The “New” Fantasy?

The Agony Column at bookotron.com recently podcasted an interview with Lou Anders, editor at Pyr Books, about the “New Fantasy” — recent epic fantasy that’s grittier and darker than the 80s/early 90s epic fantasy of authors like Raymond E. Feist and Robert Jordan. He mentions British authors Joe Abercrombie and Mark Chadbourne, who I’ve heard about but haven’t read yet.
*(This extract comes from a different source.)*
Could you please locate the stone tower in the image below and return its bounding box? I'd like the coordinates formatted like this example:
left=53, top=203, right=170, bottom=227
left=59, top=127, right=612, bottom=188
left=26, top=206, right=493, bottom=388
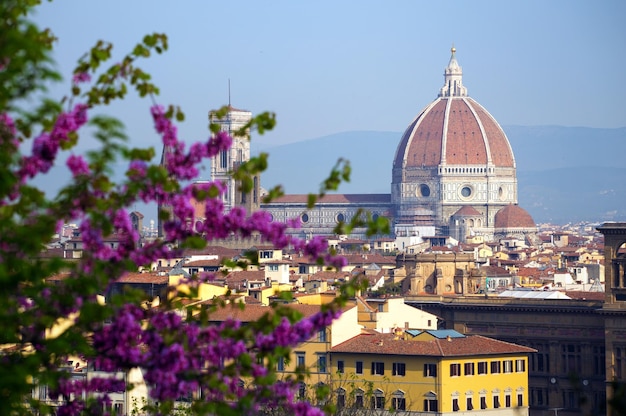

I’ve seen bloggers musing if this “New” Fantasy is a reaction to the darker emotional tone of the post-9/11 era, but I’ve read too many examples of grittier epic fantasy predating that period (and predating the label “New Fantasy”) for that theory to hold water. George R. R. Martin’s Ice and Fire novels, beginning in the mid-90s, featured a whole new level of grit and brutality. I think their commercial success, more than anything else, is what has spawned this wave of grittier epic fantasy. Steven Erikson’s Malazan saga, first published in Europe also in the mid-90s, also featured more grit than most everything else at that time. And going back to that 80s era of “cleaner” 80s epic fantasy, Glen Cook’s Black Company novels, which Erikson cites as a major influence on his Malazan books, were the unheralded pioneers of grit and brutality in this subgenre.

I do like the trend toward realism and vividness in epic fantasy, and I agree that it’s the same grit that classic-style swords & sorcery had, now creeping into the epic novels. And it does perfectly fit the darker emotional mood of the current era. But I don’t think this New Fantasy is quite that new.